Most translation technology, from CAT tools to machine translation systems, still treats translation as a sequence of sentence-level decisions. That design makes alignment, editing, and quality control easier, but it can flatten the larger features that make a text feel natural in another language: discourse organization, rhetorical emphasis, paragraph flow, and pragmatic expectations. The arXiv paper “Can an Old Dog Be Taught New Tricks? Taking LLMs Beyond Sentence Level Translation” asks whether large language models can be guided away from that inherited paradigm.

Key points

  • The goal is not just better sentence translation. The study focuses on whole-document draft translation for professional verification, especially where U.S. English texts must be reshaped for Latin American and Mexican Spanish contexts.
  • The paper introduces PAT, or Pragmatic Auto-Translator. PAT is a RAG-based system that combines user-configured translation specifications with retrieved examples from authentic longform texts.
  • The retrieved context works above the sentence level. Instead of only showing the model local sentence pairs, PAT provides paragraph-, section-, and document-level examples intended to guide discourse structure, rhetorical style, and pragmatic norms.
  • The evaluation uses a customized MQM typology. Six automatic translations of essays about generative AI were assessed across three projects by two trained evaluators working from U.S. English into LATAM and Mexican Spanish.
  • The findings are cautious. A limited prompt produced no meaningful reformulation. Specifications and corpus-informed translations sometimes led to substantial restructuring, but those changes were not always successful.

Why it matters

The paper is valuable because it reframes LLM translation as a discourse and localization problem, not merely a lexical or syntactic transfer task. In professional settings, a faithful sentence-by-sentence rendering may still fail if the target text does not match the expectations of its audience. Argument order, explanatory density, paragraphing, and tone can all differ across language communities.

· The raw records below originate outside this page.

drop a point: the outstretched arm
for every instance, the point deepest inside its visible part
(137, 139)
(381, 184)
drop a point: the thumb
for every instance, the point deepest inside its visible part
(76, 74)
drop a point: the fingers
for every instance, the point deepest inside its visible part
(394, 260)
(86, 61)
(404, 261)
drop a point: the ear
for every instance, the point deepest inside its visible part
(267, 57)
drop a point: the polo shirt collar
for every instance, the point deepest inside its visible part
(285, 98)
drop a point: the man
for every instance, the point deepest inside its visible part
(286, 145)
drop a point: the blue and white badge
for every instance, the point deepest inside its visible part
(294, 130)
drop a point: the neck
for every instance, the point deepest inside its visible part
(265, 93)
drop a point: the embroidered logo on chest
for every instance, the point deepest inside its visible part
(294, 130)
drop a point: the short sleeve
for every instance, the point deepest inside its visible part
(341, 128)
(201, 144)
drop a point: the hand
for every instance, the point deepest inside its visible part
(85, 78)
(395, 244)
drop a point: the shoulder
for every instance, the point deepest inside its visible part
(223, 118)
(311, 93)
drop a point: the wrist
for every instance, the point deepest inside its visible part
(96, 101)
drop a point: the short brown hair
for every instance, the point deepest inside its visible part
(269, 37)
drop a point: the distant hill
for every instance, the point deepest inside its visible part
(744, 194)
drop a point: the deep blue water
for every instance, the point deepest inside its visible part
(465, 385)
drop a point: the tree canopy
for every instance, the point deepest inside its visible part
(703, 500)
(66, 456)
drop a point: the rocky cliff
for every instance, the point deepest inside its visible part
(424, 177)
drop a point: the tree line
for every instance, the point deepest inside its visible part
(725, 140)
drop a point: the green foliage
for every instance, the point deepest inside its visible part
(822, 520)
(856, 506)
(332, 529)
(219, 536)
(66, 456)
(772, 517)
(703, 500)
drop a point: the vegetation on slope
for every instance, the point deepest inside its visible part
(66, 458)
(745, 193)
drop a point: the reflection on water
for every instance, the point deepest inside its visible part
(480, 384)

At the same time, the study avoids overclaiming. Encouraging a model to reformulate more freely does not automatically improve quality. The usefulness of PAT depends on how translation specifications are written, how the comparable corpus is built, what kinds of passages are retrieved, and how evaluators define successful reformulation. In that sense, the system is best understood as a way to generate drafts for expert review, not as a replacement for professional judgment.

The broader implication is clear: high-quality LLM translation systems may need to combine generation, retrieval, and explicit translation briefs. This work shows that LLMs can be nudged beyond the sentence-by-sentence model, but also that controlled and effective document-level reformulation remains an open challenge.